I'm terribly sorry, Mich. That was my mistake.
The timestamps are not the same (I copy&pasted without realizing that, I'm
really sorry for the confusion)
Please assume NONE of the following transactions are in the database yet
*transactions-created:*
{ "transaction_id": 1, "amount": 1000, "timestamp": "2020-04-04 11:01:00"
}
{ "transaction_id": 2, "amount": 2000, "timestamp": "2020-04-04
08:02:00" }
*transactions-processed: *
{ "transaction_id": 1, "timestamp": "2020-04-04 11:03:00" } // so it's
processed 2 minutes after it was created
{ "transaction_id": 2, "timestamp": "2020-04-04 12:02:00" } // so it's
processed 4 hours after it was created
{ "transaction_id": 3, "timestamp": "2020-04-04 13:03:00" } // cannot be
persisted into the DB yet, because this "transaction_id 3" with the status
"CREATED" does NOT exist in the DB
*(...) Transactions-created are created at the same time (the same
> timestamp) but you have NOT received them and they don't yet exist in your
> DB (...)*
- Not at the same timestamp, that was my mistake.

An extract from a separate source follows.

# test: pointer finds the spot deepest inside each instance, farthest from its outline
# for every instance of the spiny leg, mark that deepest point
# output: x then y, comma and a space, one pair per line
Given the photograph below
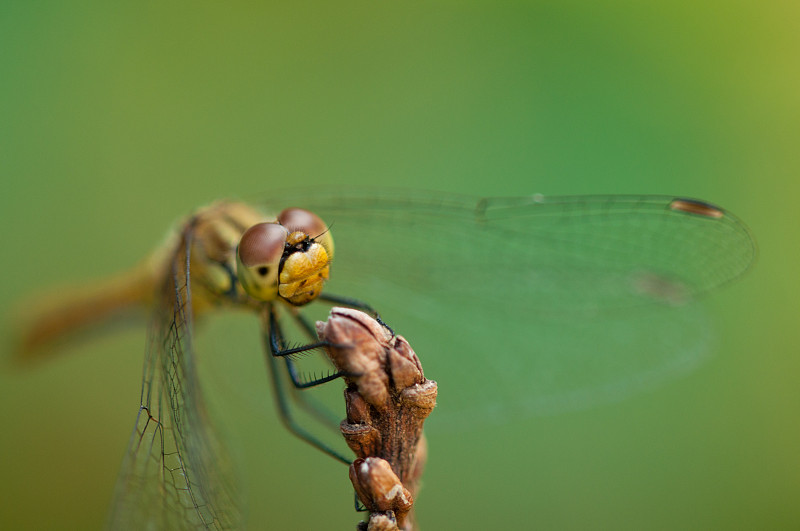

- Imagine two transactions with the same ID (neither of them are in any
Kafka topic yet),
- One with the status CREATED, and another with the status PROCESSED,
- The one with the status PROCESSED will ALWAYS have a higher/greater
timestamp than the one with the status CREATED
- Now for whatever reason, this happens:
- Step a) some producer *fails* to push the *created* one to the
topic *transactions-created, it will RETRY, and will eventually
succeed, but that can take minutes, or hours*
- Step b) however, the producer *succeeds* in pushing the*
'processed' *one to the topic *transactions-processed *
*(...) because presumably your relational database is too slow to ingest
> them? (...)*
- it's not like the DB was slow, it was because the message for
transaction_id 3 didn't arrive at the *topic-created *yet, due to some
error/failure in Step A, for example
* you do a query in Postgres for say transaction_id 3 but they don't exist
> yet? When are they expected to arrive?*
- That's correct. It could take minutes, maybe hours. But it is guaranteed
that at some point, in the future, they will arrive. I just have to keep
trying until it works, this transaction_id 3 with the status CREATED
arrives at the database
Huge apologies for the confusion... Is it a bit more clear now?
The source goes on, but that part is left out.